The EAT had no difficultly in stating that the ET’s observations about mutual expectations of the parties supported its conclusion that “during the log on period, there was a contractual relationship with the identified obligations to offer work, provided G was in the approved area; and for the offer to be accepted, subject to the entitlement to decline, or to withdraw acceptance, if it transpired that the parcel was too heavy” [33]. That the courier was entitled to log off was not inconsistent with the obligation to accept work when logged on.

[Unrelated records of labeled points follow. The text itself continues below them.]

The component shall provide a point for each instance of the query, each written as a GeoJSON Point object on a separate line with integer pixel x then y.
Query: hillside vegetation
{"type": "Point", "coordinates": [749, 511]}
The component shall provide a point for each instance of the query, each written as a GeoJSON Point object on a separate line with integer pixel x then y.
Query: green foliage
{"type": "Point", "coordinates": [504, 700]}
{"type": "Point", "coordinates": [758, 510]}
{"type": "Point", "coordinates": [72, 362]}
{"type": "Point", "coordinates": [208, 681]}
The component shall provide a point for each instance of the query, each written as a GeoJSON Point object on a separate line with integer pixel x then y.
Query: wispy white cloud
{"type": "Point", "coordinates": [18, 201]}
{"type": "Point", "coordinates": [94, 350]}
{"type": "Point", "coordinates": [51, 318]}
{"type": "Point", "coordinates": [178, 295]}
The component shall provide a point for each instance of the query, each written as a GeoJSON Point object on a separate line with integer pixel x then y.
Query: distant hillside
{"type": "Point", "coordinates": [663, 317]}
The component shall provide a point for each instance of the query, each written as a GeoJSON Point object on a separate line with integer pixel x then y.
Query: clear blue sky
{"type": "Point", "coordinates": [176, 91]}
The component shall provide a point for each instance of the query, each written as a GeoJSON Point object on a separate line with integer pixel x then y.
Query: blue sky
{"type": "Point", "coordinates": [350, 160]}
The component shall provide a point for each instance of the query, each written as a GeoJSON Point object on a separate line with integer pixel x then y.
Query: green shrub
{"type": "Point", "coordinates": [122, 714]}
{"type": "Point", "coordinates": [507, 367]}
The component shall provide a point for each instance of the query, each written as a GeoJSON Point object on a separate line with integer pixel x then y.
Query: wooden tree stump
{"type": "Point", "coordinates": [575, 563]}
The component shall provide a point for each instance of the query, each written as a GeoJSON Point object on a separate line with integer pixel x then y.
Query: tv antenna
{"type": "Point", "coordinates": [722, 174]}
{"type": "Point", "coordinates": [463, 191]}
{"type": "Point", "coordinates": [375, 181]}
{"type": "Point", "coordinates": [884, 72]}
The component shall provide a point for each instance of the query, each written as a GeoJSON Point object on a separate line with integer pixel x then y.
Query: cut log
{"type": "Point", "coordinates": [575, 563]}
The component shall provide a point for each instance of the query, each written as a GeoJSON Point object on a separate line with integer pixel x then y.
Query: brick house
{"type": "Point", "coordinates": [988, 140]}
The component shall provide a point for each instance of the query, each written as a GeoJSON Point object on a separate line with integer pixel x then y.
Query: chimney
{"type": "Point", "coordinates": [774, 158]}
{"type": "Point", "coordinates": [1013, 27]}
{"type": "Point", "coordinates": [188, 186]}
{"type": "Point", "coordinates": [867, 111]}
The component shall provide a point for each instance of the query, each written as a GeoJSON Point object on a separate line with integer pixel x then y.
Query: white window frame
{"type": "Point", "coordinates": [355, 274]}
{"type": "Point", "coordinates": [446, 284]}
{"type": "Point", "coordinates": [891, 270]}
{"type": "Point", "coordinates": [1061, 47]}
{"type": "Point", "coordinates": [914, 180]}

The second ground of appeal involved various challenges on a perversity basis to the ET’s multi-factorial assessment that C had the status of a limb b worker. The EAT dismissed the suggestion that assessment was vitiated by factual error and said there was no basis to challenge the ET’s assessment that the written terms of contract reflected the reality of the situation nor its consequent conclusion that C was a limb b worker.

Comment

This appeal is yet another example of UK courts demonstrating their ability to apply and update principles of contract law to those individuals who sell their labour as a part of the so-called “gig economy”. The legacy of Autoclenz is that attempts by employers to misclassify status will not distract from the necessary focus on the reality of the situation as it appears from the courts’ examination of the facts.

Given these recent judgments, do we really need the status elements of the Taylor review into modern working (raising the question of whether people are being “controlled and supervised”) to be implemented via legislation? Are our courts and tribunals not doing a good enough job, which in time will provide clarity to the bulk of industries which utilise even the most technologically novel working practices?  

Cloisters continues to represent a significant number of parties in these gig economy cases, from the case of Uber (Jason Galbraith-Marten QC and Sheryn Omeri), Dewhurst v City Sprint (Jason Galbraith-Marten QC and Sarah Fraser Butlin),  Boxer v Excel (Caspar Glyn QC and Rachel Barrett),  Deliveroo (Schona Jolly QC), the courier company Stuart (Schona Jolly QC and Olivia Faith Dobbie) to upcoming foster carers cases (Robin Allen QC, Rachel Crasnow QC and Dee Masters).